Mark McLoughlin
2008-Mar-28 16:38 UTC
[Xen-devel] [PATCH 0/3] xen: Fix oops when mapping/unmapping addr above 1Gb
Hi,
In Fedora rawhide we''re currently seeing oopses whenever
a processes dlopen()s a library which prelink() has previously
relocated above 1Gb.
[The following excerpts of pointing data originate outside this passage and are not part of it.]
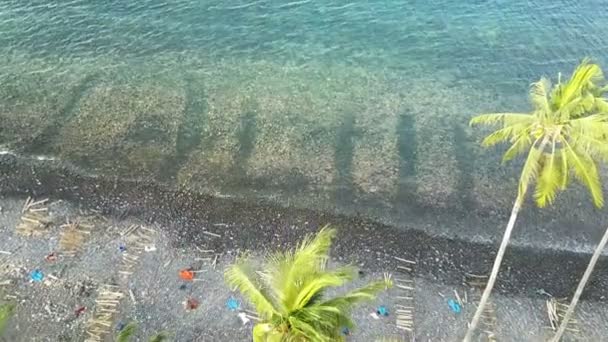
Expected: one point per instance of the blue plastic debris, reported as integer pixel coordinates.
(232, 304)
(37, 276)
(382, 311)
(454, 306)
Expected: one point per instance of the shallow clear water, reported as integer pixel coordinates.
(321, 103)
(505, 41)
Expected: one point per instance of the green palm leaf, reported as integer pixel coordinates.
(585, 170)
(288, 292)
(573, 114)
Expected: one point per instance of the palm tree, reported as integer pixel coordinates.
(288, 292)
(579, 289)
(562, 136)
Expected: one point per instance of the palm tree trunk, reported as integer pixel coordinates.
(581, 286)
(497, 262)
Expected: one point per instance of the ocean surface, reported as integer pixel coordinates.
(332, 104)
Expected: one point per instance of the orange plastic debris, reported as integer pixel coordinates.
(186, 274)
(191, 304)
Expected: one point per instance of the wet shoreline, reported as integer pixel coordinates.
(184, 213)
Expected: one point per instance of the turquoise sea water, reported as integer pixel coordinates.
(491, 41)
(326, 103)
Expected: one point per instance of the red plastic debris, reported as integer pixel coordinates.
(79, 311)
(186, 274)
(51, 257)
(192, 304)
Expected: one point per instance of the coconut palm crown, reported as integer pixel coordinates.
(288, 292)
(563, 136)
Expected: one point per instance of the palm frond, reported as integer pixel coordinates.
(321, 281)
(6, 312)
(243, 276)
(530, 169)
(348, 300)
(585, 170)
(301, 327)
(127, 332)
(309, 258)
(550, 179)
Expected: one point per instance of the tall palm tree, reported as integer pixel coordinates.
(288, 292)
(563, 136)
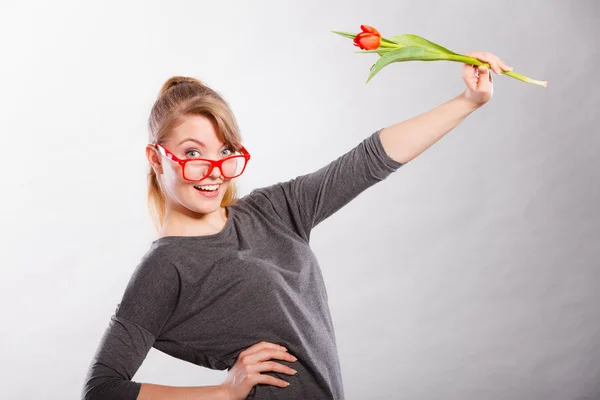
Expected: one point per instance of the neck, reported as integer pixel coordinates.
(193, 224)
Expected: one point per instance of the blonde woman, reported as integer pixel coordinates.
(232, 283)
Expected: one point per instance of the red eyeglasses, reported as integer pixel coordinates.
(196, 169)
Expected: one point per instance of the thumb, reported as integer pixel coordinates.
(484, 77)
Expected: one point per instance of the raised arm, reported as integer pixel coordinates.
(305, 201)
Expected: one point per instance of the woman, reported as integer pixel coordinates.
(232, 283)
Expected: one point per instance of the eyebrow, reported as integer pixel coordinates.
(197, 141)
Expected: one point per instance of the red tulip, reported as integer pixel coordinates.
(368, 39)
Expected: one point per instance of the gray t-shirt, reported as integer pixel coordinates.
(205, 299)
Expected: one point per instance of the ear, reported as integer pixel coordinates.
(153, 158)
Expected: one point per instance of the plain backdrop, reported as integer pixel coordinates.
(470, 273)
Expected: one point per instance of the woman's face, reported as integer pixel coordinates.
(195, 137)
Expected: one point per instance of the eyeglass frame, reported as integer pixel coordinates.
(213, 163)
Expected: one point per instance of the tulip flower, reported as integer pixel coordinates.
(368, 39)
(409, 47)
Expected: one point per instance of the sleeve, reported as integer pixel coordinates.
(305, 201)
(148, 302)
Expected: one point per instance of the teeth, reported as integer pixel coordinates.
(208, 187)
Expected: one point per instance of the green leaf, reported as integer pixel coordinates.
(414, 40)
(407, 53)
(346, 34)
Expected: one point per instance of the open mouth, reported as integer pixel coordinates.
(208, 190)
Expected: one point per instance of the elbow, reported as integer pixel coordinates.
(109, 389)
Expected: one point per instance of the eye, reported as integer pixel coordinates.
(198, 154)
(192, 151)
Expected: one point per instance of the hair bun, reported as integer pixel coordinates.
(176, 80)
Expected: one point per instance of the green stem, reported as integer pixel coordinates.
(474, 61)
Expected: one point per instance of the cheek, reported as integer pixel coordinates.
(172, 179)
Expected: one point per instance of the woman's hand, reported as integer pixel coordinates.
(479, 78)
(246, 372)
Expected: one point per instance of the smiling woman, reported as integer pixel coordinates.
(230, 283)
(187, 109)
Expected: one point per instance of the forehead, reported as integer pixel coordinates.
(196, 127)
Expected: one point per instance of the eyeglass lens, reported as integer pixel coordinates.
(197, 170)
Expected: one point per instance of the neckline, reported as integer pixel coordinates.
(215, 236)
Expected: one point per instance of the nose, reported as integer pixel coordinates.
(215, 173)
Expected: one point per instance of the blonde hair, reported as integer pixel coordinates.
(178, 97)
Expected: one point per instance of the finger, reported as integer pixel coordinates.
(494, 63)
(269, 380)
(259, 346)
(485, 80)
(272, 366)
(470, 76)
(267, 354)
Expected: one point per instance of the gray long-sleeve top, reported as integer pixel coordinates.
(205, 299)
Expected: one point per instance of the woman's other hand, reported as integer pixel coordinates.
(246, 372)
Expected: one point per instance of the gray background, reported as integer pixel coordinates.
(471, 273)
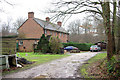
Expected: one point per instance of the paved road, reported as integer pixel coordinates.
(60, 68)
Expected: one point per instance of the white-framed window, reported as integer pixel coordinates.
(45, 31)
(20, 42)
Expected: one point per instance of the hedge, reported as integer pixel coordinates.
(80, 46)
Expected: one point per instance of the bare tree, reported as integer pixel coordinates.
(95, 7)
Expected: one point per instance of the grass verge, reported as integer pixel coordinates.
(35, 57)
(83, 69)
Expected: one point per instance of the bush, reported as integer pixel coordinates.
(55, 45)
(80, 46)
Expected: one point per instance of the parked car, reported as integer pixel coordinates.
(95, 48)
(72, 49)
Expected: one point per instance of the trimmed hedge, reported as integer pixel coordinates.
(80, 46)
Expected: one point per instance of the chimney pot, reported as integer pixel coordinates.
(47, 19)
(30, 14)
(59, 23)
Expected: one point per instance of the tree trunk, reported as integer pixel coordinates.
(113, 27)
(106, 17)
(118, 31)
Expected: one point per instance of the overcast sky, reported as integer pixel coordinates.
(22, 7)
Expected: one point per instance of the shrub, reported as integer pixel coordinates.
(80, 46)
(55, 45)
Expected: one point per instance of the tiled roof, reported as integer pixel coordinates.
(50, 26)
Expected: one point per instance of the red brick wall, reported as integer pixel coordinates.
(31, 29)
(28, 44)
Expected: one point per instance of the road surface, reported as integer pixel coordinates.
(60, 68)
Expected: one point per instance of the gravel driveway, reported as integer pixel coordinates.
(60, 68)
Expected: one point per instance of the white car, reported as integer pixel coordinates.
(95, 48)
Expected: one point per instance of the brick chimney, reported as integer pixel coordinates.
(30, 14)
(47, 19)
(59, 23)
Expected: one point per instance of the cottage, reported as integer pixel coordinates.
(33, 28)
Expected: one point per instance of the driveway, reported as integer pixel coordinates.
(60, 68)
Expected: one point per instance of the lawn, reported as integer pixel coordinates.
(37, 58)
(40, 58)
(83, 69)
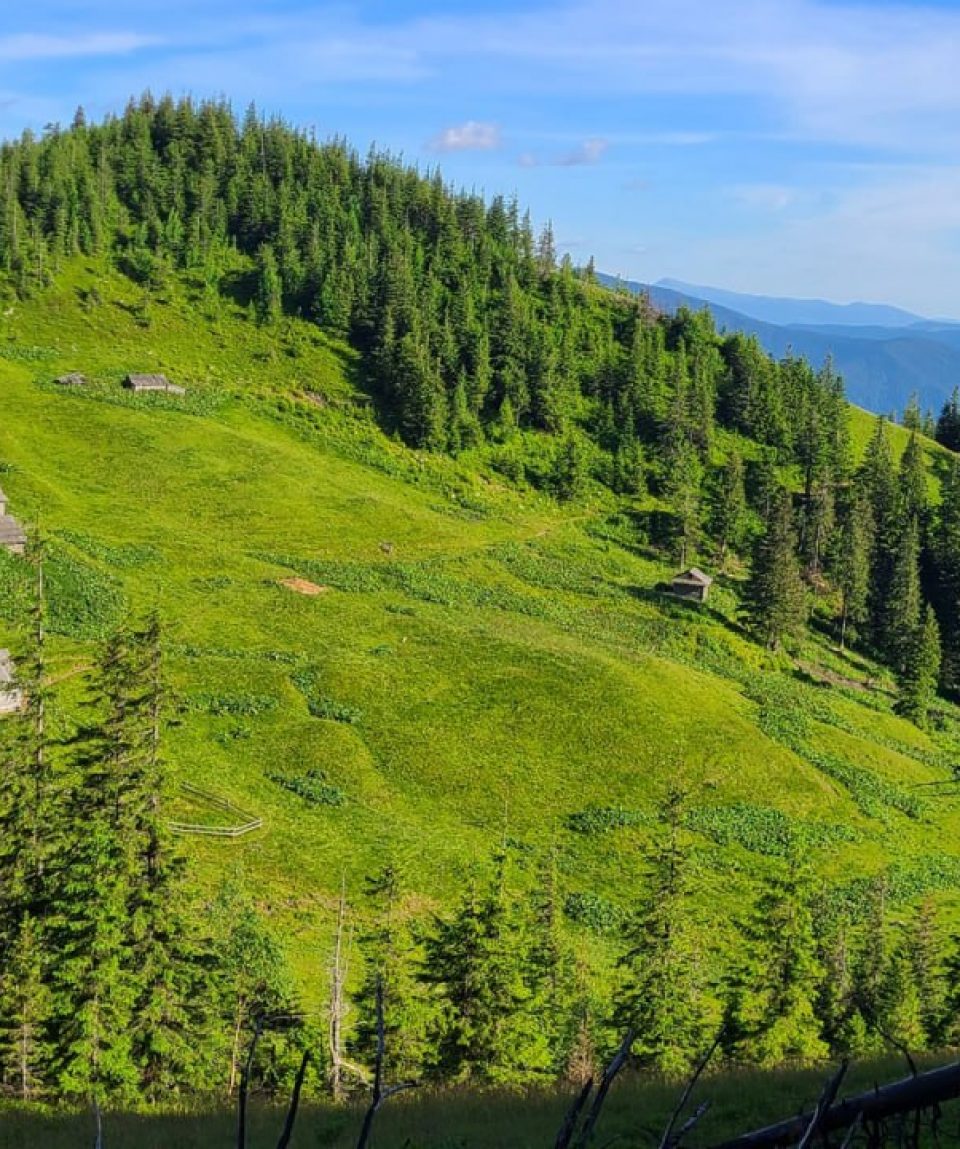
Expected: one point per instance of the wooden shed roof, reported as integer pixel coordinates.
(695, 577)
(10, 531)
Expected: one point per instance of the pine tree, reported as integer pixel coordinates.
(475, 963)
(921, 671)
(774, 600)
(776, 1004)
(728, 507)
(947, 431)
(946, 561)
(913, 482)
(903, 611)
(269, 287)
(663, 993)
(879, 482)
(387, 950)
(850, 564)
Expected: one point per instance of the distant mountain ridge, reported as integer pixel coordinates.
(786, 311)
(883, 353)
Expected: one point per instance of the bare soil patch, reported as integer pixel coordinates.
(301, 586)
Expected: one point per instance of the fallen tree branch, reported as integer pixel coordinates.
(921, 1092)
(285, 1136)
(668, 1140)
(573, 1116)
(380, 1094)
(245, 1085)
(827, 1100)
(609, 1076)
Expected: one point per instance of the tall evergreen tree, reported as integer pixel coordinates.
(774, 600)
(921, 670)
(663, 993)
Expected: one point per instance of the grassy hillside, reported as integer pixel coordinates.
(474, 663)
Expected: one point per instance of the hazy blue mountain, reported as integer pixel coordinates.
(882, 364)
(783, 311)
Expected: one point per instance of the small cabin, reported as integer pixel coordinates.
(10, 694)
(13, 537)
(691, 585)
(144, 383)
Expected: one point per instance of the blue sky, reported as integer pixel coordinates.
(804, 147)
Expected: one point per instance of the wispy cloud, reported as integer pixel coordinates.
(586, 153)
(472, 136)
(590, 151)
(29, 47)
(765, 197)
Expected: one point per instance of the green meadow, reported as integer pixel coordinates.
(474, 662)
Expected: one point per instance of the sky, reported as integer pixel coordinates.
(791, 147)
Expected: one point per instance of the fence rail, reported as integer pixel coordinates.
(240, 830)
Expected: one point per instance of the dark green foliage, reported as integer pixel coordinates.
(772, 1017)
(664, 980)
(947, 431)
(774, 601)
(312, 787)
(921, 670)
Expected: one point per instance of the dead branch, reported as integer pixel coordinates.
(827, 1100)
(608, 1079)
(667, 1140)
(572, 1117)
(285, 1136)
(921, 1092)
(381, 1094)
(245, 1085)
(98, 1121)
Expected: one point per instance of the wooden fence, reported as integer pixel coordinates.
(250, 823)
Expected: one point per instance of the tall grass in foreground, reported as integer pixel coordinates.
(634, 1117)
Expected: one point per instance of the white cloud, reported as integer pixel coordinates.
(29, 47)
(590, 151)
(472, 136)
(765, 197)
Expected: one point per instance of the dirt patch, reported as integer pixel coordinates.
(301, 586)
(828, 676)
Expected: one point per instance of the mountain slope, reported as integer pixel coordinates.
(783, 311)
(882, 367)
(475, 656)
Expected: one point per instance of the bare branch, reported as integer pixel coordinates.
(827, 1100)
(608, 1079)
(667, 1140)
(285, 1136)
(573, 1116)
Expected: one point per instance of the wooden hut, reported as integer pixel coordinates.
(691, 585)
(10, 694)
(144, 383)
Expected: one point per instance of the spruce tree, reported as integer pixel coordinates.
(475, 963)
(728, 507)
(777, 1017)
(663, 992)
(913, 482)
(387, 949)
(879, 480)
(921, 671)
(850, 564)
(903, 611)
(774, 599)
(269, 287)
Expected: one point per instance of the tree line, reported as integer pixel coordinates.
(475, 337)
(116, 984)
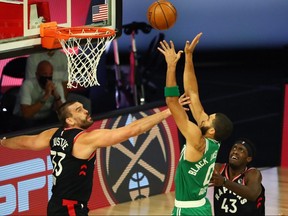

Some more details at:
https://bugzilla.redhat.com/436453
The issue seems to be that during xen_pgd_pin(), we only
pin PTE pages, but xen''s release_pmd() tries to unpin PMD pages
too.
The following series of patches is against the latest
x86 tree.
Cheers,
Mark.
_______________________________________________
Xen-devel mailing list
Xen-devel@lists.xensource.com
http://lists.xensource.com/xen-devel
Mark McLoughlin
2008-Mar-28 16:38 UTC
[Xen-devel] [PATCH 1/3] xen: Refactor xen_{alloc, release}_{pte, pmd}()
Use the pt_level enum with generic alloc_ptpage()
and release_ptpage() functions to make it a little
more clear what''s going on in next commit.
Signed-off-by: Mark McLoughlin <markmc@redhat.com>
---
arch/x86/xen/enlighten.c | 27 ++++++++++++++++++++-------
arch/x86/xen/mmu.c | 7 -------
arch/x86/xen/mmu.h | 7 +++++++
3 files changed, 27 insertions(+), 14 deletions(-)
diff --git a/arch/x86/xen/enlighten.c b/arch/x86/xen/enlighten.c
index 1e5ea9e..a6a1b40 100644
--- a/arch/x86/xen/enlighten.c
+++ b/arch/x86/xen/enlighten.c
@@ -669,10 +669,10 @@ static void xen_release_pte_init(u32 pfn)
make_lowmem_page_readwrite(__va(PFN_PHYS(pfn)));
}
-static void pin_pagetable_pfn(unsigned level, unsigned long pfn)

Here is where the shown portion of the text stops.